Institution des frères Julien, Laurent et Philippe comme Lecteur et Acolyte pour notre communauté par Mgr Jean-Luc Garin évêque de St Claude

Dimanche 23 août 2026, nous avions une grande assemblée à notre eucharistie dominicale puisque les fidèles de la Paroisse de Serre et Chaux, notre paroisse, étaient invités à l’Abbaye d’Acey comme le veut la tradition, de nous rassembler le dimanche qui suit la solennité de la St Bernard (20 août).

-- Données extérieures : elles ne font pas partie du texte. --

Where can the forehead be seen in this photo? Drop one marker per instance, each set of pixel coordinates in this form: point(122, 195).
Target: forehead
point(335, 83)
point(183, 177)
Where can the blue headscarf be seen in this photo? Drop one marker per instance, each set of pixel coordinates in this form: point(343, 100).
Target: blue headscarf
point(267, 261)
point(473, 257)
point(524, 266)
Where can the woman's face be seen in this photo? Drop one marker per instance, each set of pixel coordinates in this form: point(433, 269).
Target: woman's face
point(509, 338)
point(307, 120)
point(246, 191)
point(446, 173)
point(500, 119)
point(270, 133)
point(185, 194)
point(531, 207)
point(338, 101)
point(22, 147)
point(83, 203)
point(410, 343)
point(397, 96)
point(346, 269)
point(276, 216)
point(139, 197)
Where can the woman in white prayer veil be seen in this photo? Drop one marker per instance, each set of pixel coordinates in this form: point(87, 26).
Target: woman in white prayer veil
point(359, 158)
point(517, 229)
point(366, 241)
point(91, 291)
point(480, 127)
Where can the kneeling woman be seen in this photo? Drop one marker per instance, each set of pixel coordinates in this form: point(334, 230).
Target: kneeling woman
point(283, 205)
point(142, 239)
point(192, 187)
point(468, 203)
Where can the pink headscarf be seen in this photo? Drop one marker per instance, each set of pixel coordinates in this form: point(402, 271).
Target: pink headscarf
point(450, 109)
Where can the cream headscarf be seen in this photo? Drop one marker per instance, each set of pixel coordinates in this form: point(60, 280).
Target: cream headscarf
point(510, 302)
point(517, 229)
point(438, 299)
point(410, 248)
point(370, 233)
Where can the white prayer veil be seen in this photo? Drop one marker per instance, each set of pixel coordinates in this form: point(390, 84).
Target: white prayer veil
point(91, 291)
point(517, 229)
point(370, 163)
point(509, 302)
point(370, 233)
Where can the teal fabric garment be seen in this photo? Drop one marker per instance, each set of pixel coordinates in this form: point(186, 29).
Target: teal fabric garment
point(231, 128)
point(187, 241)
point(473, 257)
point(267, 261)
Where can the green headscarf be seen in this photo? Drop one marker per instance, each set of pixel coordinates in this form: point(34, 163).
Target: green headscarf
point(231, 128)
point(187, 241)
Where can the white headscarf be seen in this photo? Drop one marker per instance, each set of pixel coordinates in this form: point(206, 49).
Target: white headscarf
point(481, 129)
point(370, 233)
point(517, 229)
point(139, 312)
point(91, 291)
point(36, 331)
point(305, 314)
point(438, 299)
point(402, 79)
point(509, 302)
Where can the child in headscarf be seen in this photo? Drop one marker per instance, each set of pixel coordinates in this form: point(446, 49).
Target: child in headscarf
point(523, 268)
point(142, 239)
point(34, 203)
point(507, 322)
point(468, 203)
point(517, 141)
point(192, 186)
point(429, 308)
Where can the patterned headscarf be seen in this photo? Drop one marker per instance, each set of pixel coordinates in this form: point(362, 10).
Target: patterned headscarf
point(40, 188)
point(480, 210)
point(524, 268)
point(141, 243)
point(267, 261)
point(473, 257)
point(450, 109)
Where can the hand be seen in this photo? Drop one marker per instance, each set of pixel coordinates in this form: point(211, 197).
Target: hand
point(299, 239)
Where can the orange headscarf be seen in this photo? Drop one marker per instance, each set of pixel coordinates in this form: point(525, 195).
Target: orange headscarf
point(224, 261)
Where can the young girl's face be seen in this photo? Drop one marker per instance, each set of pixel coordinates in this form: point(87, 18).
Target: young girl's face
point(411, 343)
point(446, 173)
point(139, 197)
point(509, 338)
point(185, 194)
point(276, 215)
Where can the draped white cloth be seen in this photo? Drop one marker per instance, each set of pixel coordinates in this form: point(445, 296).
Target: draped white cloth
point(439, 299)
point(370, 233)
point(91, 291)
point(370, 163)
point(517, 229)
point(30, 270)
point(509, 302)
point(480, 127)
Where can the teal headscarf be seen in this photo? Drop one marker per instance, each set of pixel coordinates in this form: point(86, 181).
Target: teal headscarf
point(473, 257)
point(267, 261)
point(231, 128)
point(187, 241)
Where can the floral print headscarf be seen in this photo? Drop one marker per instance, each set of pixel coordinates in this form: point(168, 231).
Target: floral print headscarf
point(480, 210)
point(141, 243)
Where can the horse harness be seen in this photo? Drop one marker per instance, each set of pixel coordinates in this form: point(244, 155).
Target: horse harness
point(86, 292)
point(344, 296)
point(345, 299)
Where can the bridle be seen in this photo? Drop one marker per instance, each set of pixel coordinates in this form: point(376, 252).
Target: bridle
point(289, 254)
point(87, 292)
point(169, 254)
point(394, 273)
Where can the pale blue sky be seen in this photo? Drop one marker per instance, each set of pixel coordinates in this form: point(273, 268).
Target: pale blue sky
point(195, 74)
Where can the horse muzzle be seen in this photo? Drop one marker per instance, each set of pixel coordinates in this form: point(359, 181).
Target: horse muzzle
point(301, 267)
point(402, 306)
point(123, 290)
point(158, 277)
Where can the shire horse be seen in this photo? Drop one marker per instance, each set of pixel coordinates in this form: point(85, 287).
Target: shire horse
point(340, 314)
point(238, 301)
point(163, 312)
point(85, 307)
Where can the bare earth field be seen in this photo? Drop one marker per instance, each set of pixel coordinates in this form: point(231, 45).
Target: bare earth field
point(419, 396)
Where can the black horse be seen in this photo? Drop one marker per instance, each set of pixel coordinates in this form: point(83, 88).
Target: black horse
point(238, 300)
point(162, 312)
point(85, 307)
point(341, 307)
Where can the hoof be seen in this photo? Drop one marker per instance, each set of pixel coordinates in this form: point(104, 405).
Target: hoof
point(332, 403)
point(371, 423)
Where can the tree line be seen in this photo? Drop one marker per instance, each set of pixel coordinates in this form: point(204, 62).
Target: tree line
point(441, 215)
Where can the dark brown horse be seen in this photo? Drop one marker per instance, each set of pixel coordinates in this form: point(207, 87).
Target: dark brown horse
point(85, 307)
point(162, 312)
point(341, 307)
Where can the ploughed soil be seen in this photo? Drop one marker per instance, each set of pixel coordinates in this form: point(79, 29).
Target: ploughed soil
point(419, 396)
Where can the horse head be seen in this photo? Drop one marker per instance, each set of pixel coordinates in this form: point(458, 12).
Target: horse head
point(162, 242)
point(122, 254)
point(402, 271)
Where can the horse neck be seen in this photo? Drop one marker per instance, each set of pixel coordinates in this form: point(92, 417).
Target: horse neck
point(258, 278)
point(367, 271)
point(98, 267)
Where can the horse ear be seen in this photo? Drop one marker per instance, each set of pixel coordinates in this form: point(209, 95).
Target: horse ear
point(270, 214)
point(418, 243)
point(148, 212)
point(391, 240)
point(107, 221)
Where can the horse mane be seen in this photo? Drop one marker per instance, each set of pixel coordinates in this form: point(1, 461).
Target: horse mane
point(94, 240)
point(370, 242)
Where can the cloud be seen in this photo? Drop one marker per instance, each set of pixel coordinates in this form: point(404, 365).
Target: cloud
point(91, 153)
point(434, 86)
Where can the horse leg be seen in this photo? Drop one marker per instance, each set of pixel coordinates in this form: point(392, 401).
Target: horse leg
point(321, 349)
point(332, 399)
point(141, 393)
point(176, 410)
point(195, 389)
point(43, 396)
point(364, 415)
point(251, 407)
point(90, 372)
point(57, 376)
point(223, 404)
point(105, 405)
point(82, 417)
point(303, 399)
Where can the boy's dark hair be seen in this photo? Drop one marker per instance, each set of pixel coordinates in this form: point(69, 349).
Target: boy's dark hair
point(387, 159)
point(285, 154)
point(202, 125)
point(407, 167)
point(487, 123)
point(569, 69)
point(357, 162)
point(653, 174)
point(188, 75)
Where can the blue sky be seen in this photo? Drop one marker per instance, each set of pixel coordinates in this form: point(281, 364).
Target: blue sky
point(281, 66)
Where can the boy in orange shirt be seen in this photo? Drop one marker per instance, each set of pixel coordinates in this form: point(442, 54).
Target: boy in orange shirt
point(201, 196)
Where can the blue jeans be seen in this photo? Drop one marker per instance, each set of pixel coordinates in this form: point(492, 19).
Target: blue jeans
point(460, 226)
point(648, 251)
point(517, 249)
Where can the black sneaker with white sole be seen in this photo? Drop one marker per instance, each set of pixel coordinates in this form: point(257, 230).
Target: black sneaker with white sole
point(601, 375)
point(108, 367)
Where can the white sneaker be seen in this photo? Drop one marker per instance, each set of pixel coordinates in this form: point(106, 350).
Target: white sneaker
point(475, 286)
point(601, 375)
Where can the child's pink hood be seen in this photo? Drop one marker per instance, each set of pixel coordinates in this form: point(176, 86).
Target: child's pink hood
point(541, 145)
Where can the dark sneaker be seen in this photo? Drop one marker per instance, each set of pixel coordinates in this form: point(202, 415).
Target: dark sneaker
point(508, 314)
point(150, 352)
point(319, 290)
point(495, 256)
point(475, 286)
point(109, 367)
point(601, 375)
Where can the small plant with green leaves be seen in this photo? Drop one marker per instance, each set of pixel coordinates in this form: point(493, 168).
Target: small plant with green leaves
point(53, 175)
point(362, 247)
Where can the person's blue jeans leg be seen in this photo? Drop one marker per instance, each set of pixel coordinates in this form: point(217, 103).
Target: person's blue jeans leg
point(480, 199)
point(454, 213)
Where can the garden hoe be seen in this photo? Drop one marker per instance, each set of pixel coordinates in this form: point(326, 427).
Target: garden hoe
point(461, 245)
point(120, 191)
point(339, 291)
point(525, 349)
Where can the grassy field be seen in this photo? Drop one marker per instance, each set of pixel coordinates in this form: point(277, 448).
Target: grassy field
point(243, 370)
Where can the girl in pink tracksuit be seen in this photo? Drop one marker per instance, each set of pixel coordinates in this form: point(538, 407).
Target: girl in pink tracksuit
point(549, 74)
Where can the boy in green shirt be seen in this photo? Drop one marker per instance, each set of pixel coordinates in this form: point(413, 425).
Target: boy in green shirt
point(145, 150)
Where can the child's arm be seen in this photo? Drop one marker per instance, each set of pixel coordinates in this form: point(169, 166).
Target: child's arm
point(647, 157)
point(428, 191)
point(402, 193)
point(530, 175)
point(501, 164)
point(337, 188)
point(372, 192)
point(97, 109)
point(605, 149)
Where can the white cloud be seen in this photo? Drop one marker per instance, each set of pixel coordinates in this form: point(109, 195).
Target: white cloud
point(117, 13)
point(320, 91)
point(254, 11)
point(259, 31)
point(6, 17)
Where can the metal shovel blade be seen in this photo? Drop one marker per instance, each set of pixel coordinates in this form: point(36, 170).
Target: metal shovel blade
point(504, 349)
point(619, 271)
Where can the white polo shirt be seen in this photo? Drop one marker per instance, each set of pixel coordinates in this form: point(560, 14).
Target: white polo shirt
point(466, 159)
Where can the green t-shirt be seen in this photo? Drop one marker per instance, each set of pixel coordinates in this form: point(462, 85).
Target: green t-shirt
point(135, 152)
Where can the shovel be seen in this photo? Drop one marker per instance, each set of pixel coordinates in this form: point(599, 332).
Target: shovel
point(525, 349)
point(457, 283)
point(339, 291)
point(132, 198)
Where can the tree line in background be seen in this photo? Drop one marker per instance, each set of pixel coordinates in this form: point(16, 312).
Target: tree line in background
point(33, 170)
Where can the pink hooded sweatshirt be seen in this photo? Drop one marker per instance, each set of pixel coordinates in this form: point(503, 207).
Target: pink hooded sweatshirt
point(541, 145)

Il était heureux de se retrouver car notre évêque Mgr Jean-Luc GARIN présidait la célébration en cette circonstance particulière de l’institution comme lecteur et acolyte de trois frères

Enregistrement de l’institution de Lecteur, de l’homélie de Mgr Garin et de l’institution d’Acolyte

Dimanche 23 août 2026 – Abbaye Notre-Dame d’Acey.
Messe la communauté et la paroisse Notre-Dame de Serre et Chaux

Institution au lectorat et à l’acolytat des frères Julien, Laurent et Philippe.

21e dimanche du temps ordinaire — année A

Chers frères et sœurs,

La double question que Jésus posa à ses disciples, il y a deux mille ans, près de Césarée de Philippe, nous est posée à nous aussi, disciples d’aujourd’hui : « Au dire des gens, qui est le Fils de l’homme ? » — « Et vous, et toi, qui dites-vous que je suis ? »

De la réponse que nous donnons à ces questions dépend en grande partie les choix et les décisions de notre vie, que nous soyons paroissiens de Serre-et-Chaux, retraitants ici à l’abbaye, ou moines cisterciens. Car si, pour nous aussi, Jésus est le Christ, le Fils du Dieu vivant, alors tout change ! Il ne s’agit plus d’une question secondaire, ou d’une option parmi d’autres. La réponse que nous apportons oriente notre existence.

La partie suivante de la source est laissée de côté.